Wippelgem has a beautiful windmill. It's called Gerard's Mill. Its predecessor was a wooden postmill built in 1645. There exists a document claiming that Antonius Triest, the bishop of Ghent, gave his permission for the construction of that mill on 23 January 1646. Would they have dared to begin work on the building site even before the building permit had come through? In any case permission to build a windmill in what was then Evergem and what then belonged to the St. Baafs Abbey was granted.
We know Lieven Van Vooren became the new miller and owner in 1676. In 1699 the owner was Mattheus Van Vooren. He added a horse mill. Later on he received help from his son Pieter. And Pieter's widow sold the mill on 23 February 1756 to Livinus Neyt. Quite a few descendents of Livinus would become millers in the region over the years. For instance the last professional miller of Ertvelde's Stone Mill was one Cyriel Neyt.
In 1787 the post mill burned down and was rebuilt. It was then owned and operated by many generations of the Neyt family. And just in case you are wondering where its name comes from one of the Neyt millers was called Gerard.
It was this Gerard who in 1846 replaced the post mill with the actual stone towermill.

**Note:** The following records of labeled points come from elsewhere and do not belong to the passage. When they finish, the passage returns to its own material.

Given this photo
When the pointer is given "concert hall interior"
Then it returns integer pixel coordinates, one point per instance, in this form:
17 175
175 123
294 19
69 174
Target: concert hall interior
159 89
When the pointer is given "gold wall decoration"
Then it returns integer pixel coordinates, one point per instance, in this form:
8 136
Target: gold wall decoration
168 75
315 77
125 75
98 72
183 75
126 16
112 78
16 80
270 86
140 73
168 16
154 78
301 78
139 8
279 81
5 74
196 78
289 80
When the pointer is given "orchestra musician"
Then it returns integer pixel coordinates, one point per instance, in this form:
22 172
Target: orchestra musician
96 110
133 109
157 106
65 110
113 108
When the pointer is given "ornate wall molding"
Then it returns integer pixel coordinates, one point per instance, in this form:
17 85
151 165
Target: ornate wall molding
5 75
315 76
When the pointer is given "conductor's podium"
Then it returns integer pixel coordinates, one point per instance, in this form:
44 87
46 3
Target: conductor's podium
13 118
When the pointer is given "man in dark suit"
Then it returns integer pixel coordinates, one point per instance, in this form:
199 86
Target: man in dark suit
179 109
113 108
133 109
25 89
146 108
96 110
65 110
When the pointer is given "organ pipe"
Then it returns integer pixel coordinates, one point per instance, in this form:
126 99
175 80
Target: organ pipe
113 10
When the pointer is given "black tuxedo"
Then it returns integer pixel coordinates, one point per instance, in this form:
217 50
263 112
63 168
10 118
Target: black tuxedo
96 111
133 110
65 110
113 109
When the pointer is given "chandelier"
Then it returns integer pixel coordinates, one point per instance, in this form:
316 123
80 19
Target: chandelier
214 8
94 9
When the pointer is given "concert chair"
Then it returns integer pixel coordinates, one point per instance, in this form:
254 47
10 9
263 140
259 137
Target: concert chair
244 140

In 1870 a steam engine was installed in the mill. When Gerard's grandson, Jacob-Frans Neyt died in 1919 his 22 year-old son Kamiel became the last miller of the Neyt family to earn a living from Gerard's Mill. In 1940 it fell silent. Kamiel died on 2 December 1965 and his heirs sold the mill to Evergem town.
one of Gerard's Mill's
first volunteer millers
Evergem decided to fete its first 1000 years in 1966 and the mill was restored for the occasion but it was not made operational. That had to wait another 20 years and was accomplished from 1984 to 1986. And now Antoine Saverwijns became its new miller. He was a descendant of the millers family of Evergem's Kuitenberg Mill.
In 1994 the not for profit Gerard's Mill Association was founded and its volunteers now took over the job of keeping the mill alive. In 2002 the cap was taken down and millwright Johan De Punt from Erpe-Mere successfully carried out another restoration job. Successfully I dare say because since then the powerful machine runs very smoothly in even the lightest of breezes. And it is a great pleasure to see.

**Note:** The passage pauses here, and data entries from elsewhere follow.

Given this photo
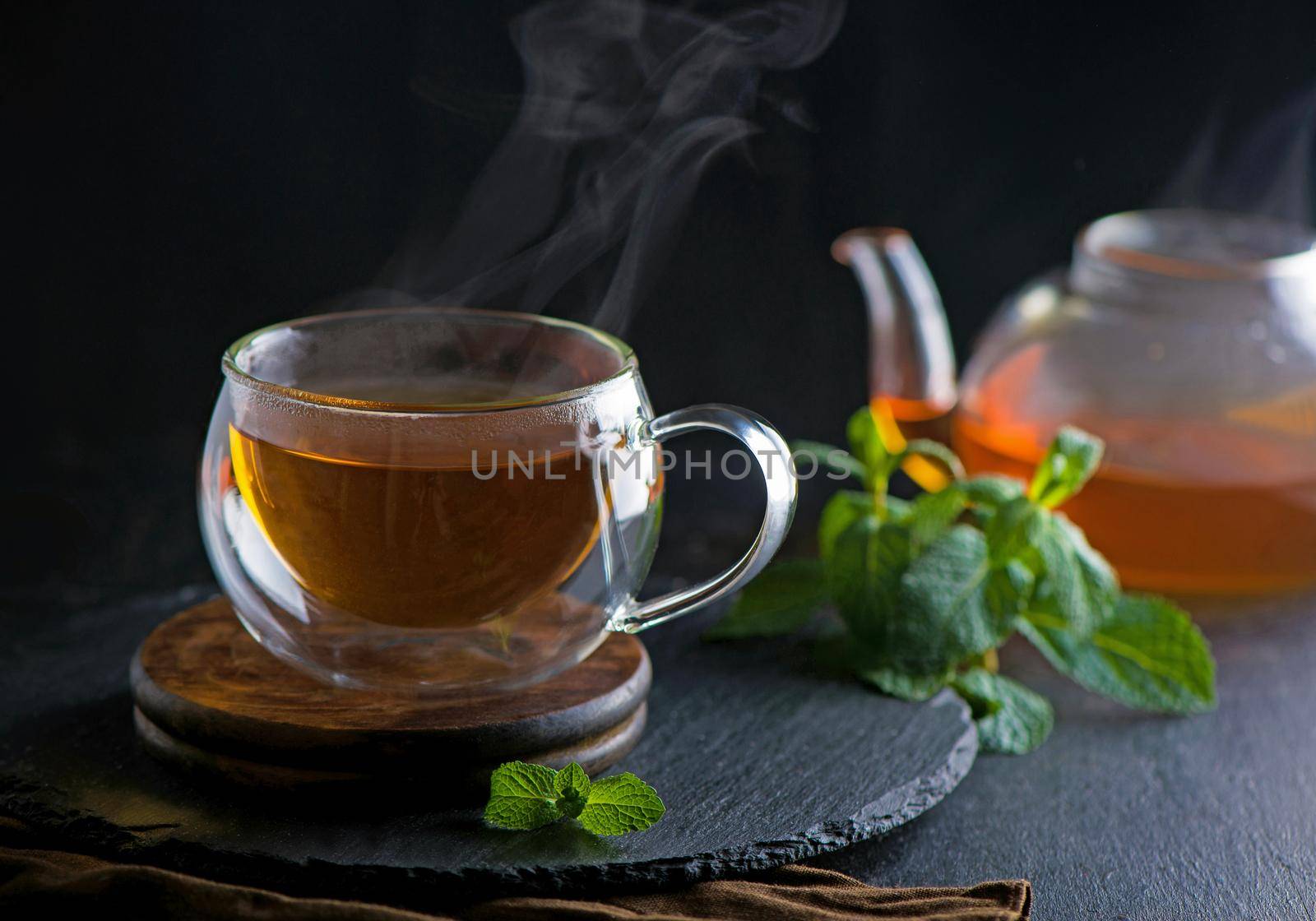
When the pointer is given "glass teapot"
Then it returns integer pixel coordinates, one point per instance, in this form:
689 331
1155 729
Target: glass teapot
1184 339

|Miller Rik De Baerdemaeker,|
one of the volunteers
who keep Gerard's Mill in shipshape.
Congratulations to them !
They give our past a future.
We all should support their efforts.
Gerard's Mill is a grain mill. It has 3 pairs of millstones. Two of them are in good working order. How does it work? Grain is poured in the eye of the runner stone. That's the hole in the center of the top stone which is turned by the mill. The grain is ground between the runner stone and the bedstone and of course the result is a mixture of meal and flour. And what some of you may ask is the difference? Meal is gritty and coarser than flour which is finer and more powdery.
Sure, modern machines with their metal rollers produce a more uniform kind of flour. But then of course in these modern times with white bread, American bordeaux and photogenic politicians absolutely everything is more perfect than in the past.